Way to generalize, angryleft. I'm a pro-lifer, and all for the use of contraception, education about it, and economic aid to poor women. It doesn't help your side at all to make incorrect assumptions, rather than actual arguments about the issues.
Besides the idiodic judgments over who is entitled or not entitled to abortion, there are the "gotchas" sprung on women by doctors and pharmacists who don't give referrals or are ambiguous about providing a reproductive service. The same thing happened to me when my contraceptive failed and I tried to get a referral for an abortion in 1973 when it was legal. The doctor tried to make me think I wasn't really pregnant, but having had 3 already, I knew I was. Fortunately, I was a member of the National Organization for Women and was able to obtain a referral from them. When birth control pills first came on the market, it was common for some doctors to refuse to prescribe it, especially in small towns. The loss of subsequent business overrode the doctor's moral concerns pretty fast.
noname ii,
To be clear, I obviously wasn't referring to every single person on the planet who might call themselves pro-life.
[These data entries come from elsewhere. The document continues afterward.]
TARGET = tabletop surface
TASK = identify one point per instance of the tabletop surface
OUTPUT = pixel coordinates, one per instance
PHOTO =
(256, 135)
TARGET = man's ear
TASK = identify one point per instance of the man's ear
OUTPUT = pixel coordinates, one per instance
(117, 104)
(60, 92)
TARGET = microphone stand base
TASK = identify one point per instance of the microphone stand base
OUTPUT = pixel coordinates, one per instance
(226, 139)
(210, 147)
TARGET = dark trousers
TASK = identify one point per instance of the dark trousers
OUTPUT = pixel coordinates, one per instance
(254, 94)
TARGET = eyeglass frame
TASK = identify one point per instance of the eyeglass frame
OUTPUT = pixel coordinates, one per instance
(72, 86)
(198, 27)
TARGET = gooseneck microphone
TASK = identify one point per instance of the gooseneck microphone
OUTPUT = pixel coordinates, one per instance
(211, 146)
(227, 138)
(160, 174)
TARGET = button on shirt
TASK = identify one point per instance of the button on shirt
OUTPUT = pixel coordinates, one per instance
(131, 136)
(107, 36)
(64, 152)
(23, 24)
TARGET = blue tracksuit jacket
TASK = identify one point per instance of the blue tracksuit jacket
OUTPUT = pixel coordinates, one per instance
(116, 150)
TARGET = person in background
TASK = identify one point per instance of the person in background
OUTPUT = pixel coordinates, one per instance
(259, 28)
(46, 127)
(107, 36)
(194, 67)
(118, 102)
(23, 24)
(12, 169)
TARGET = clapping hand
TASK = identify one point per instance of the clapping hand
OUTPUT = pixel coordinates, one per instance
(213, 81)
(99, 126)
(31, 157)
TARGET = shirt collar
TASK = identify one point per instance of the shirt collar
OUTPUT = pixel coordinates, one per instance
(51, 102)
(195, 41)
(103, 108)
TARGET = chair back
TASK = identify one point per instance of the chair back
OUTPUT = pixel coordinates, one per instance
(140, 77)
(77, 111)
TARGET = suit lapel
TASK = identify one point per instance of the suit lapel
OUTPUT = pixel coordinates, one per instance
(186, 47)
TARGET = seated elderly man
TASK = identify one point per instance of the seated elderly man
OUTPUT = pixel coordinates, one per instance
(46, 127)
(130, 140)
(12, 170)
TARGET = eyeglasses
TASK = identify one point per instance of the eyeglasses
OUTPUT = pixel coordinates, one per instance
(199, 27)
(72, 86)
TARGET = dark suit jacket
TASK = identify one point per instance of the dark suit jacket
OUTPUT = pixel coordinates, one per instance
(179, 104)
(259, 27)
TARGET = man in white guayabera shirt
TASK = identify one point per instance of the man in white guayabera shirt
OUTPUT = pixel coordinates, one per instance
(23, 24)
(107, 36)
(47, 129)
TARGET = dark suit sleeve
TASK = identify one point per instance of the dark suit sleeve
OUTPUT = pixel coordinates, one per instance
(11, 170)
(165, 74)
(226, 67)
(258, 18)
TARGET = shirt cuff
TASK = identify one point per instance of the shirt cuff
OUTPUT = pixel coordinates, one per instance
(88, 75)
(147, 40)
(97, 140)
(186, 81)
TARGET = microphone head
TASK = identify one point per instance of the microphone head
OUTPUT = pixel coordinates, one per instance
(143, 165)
What I was referring to are the practical manifestations of the political movement that likes to call itself pro-life. When it comes down to policy, this is what matters. This movement as a whole supports Republican conservative culture-war politics which opposes any measure (like the HPV vaccine) even if unrelated to actual abortion, or even if it would reduce abortion, that might be seen to make protected sex easier for women. You may disagree noname ii, and I applaud you for it, but people like you are not the mainstream anti-choice movement these days. As a movement, this is what these anti-choicers are. Hypocrites.